I'm using B+W MRC filters for the reason that their reputation is better, so if you should happen to sell it it's worth more. Hoya Pro filters cost about the same and might be as good as B+W, but at least in Germany you can get them at every discount retailer, while you can only get B+W at better photo stores or online.

And I'm using clear protection filters, not UV because afaik you don't need them for digital - if I'm mistaken, please someone enlighten me.


----------



## cayenne (May 14, 2012)

bycostello said:


> why do you feel u need them, more glass less image quality.... protect your lens by keeping the lens hood on....



Well, I thought I understood, that with "L" lenses...you needed to put on a UV filter basically...to completely weather seal them?


----------



## Marsu42 (May 14, 2012)

cayenne said:


> Well, I thought I understood, that with "L" lenses...you needed to put on a UV filter basically...to completely weather seal them?


... Look at Dr.

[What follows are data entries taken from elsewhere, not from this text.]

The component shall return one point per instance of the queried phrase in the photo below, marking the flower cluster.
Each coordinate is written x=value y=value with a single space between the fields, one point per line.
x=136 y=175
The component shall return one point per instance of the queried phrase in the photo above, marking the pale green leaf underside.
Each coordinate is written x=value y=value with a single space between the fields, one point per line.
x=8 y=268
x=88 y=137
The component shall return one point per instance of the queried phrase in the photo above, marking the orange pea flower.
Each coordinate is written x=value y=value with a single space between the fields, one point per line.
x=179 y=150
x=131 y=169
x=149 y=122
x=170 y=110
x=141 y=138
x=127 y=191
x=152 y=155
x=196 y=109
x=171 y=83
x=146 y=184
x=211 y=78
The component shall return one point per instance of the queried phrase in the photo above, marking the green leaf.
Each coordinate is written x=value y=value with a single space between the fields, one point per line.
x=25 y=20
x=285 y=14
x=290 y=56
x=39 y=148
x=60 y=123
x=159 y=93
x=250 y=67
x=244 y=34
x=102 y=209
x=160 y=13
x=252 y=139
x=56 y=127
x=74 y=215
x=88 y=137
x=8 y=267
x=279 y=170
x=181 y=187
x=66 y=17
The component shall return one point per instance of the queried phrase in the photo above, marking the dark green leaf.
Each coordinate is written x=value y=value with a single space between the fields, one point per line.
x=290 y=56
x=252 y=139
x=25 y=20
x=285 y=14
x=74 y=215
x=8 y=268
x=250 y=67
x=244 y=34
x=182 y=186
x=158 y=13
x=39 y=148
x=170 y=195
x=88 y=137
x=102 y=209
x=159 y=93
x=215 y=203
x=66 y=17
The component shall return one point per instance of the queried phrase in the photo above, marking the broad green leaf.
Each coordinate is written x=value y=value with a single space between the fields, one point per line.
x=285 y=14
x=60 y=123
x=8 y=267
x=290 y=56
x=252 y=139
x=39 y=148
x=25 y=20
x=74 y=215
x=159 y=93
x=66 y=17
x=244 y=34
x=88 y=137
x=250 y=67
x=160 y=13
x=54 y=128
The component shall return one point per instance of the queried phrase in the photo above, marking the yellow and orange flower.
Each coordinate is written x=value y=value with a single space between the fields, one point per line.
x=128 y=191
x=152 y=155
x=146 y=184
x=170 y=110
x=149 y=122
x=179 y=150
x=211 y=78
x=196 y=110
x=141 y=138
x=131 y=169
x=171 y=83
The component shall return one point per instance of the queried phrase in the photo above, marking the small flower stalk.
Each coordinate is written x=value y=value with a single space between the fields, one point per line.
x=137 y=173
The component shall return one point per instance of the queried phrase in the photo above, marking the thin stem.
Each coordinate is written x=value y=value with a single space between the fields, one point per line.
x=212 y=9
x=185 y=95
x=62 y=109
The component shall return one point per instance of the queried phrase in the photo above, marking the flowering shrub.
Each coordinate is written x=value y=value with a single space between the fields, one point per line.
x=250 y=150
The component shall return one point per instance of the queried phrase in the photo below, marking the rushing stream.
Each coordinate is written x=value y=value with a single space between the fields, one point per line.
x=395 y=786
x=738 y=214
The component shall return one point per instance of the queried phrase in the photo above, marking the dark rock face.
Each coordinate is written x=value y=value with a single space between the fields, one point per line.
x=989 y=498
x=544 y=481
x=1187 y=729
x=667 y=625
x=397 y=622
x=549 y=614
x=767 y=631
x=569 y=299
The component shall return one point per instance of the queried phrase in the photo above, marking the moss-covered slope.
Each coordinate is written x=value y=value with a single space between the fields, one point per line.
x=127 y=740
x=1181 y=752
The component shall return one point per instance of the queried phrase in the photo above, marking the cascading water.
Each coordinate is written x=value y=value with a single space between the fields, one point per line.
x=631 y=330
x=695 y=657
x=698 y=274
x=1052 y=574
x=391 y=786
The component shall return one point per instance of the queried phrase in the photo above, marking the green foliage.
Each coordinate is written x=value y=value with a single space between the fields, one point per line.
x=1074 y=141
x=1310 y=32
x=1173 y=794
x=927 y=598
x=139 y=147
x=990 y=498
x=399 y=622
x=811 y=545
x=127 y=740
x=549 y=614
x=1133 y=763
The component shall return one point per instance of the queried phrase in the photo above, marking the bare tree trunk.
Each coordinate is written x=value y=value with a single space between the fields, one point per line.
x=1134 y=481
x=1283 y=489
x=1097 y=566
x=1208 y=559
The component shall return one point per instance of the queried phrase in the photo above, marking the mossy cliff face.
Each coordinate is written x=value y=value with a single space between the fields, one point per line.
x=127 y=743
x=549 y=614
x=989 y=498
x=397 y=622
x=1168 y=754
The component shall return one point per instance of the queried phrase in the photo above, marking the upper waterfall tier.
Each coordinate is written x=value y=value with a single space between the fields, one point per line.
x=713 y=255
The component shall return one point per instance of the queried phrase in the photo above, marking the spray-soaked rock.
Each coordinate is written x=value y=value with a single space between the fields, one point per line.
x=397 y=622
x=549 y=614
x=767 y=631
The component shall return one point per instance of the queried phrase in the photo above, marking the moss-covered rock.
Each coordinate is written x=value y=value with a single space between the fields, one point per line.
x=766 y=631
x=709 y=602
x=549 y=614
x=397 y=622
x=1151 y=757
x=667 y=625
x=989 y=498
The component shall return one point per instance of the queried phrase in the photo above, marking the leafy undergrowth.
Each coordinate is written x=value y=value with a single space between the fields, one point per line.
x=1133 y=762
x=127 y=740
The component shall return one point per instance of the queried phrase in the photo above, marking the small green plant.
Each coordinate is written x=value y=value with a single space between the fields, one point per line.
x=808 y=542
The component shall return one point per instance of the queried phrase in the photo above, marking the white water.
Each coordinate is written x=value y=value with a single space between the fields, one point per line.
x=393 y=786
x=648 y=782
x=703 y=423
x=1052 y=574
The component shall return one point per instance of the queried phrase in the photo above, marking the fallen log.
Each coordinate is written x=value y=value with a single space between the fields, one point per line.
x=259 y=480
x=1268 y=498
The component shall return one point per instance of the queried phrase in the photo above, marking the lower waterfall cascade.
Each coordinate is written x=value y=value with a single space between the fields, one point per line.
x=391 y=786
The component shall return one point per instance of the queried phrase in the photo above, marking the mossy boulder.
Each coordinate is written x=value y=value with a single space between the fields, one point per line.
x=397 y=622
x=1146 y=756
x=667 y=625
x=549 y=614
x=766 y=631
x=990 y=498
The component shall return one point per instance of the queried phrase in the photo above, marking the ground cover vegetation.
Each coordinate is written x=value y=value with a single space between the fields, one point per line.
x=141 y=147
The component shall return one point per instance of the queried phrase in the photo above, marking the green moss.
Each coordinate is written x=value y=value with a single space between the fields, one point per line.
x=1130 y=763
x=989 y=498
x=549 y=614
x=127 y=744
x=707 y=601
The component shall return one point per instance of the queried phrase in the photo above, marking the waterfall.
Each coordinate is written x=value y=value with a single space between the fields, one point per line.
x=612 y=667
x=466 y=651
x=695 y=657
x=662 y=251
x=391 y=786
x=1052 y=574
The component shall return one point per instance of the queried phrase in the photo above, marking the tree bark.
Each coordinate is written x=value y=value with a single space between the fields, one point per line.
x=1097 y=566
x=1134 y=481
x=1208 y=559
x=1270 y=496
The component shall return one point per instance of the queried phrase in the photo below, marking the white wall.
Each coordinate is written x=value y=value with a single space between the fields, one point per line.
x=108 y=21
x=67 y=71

Neuro's post here: http://www.canonrumors.com/forum/index.php?topic=6361.0;topicseen


----------



## Gino (Nov 2, 2012)

Does anyone know how the Hoya HD2 filters stack up against the B&W MRC filters?

http://www.adorama.com/HY77UVHD2.html

I have the original Hoya HD filters, but I know many of you like B&W. I need to purchase a new 77mm filter, so I'm looking at the Hoya HD2, or the B&W MRC, which is $37 cheaper than the HD2.


----------



## RLPhoto (Nov 2, 2012)

I dont care for Hoya Filters. 

B&W is the way to go for the ultimate quality filters.


----------



## bornshooter (Nov 2, 2012)

i only put filters on when its raining or near the beach etc... put it this way putting a filter no matter what the quality hoya hd b&w doesn't matter its only going to degrade the image quality not going to improve it whether you think you need one for protection is up to you i put my hoods on and take care and touch wood have had no problems yet so for me the filters are off


----------



## FTb-n (Nov 2, 2012)

Skip the Hoya HMC. The Hoya Pro1 is good, but not great. The Hoya HD s exceptional. It's tough, very easy to clean, and doesn't degrade IQ. Specifically, I recommend the Hoya HD Clear (don't need the UV). I use them on my 17-55 and 70-200L. BHPhoto.com has them. The 58mm is $35 and the 77mm is $55. $55 is a good price, it often hovers near $70 -- which is what I paid and, yes, worth the price.


----------



## Ryan708 (Nov 3, 2012)

I have a 72mm Hoya HMC uv(c) It seems to handle flare well, and is a million times better than a sunpack non-coated POS. I will say a lens-pen cleans filters amazingly. I dont mind quickly attacking a filter to clean it when im not in ideal conditions, I wont do that to a bare lens, and therefore would have a dirty front element more often, not that it is a huge deal. But im kind of anal, I clean the outside of my camera with an old lens brush often


----------



## edknuff (Aug 8, 2015)

RichATL said:


> I hate Scott Bourne and everything he stands for with the exception of one thing...
> Filters...
> 
> "why pay thousands of dollars for high quality optics only to put a $25 coaster in front of it?"
> ...



Ok, I know I'm a "little" late on this thread, but what's with your hatred for Scott Bourne and everything he "stands for"??
I know very little about the guy and I"m hoping to gain some perspective. Thank you. Ed


----------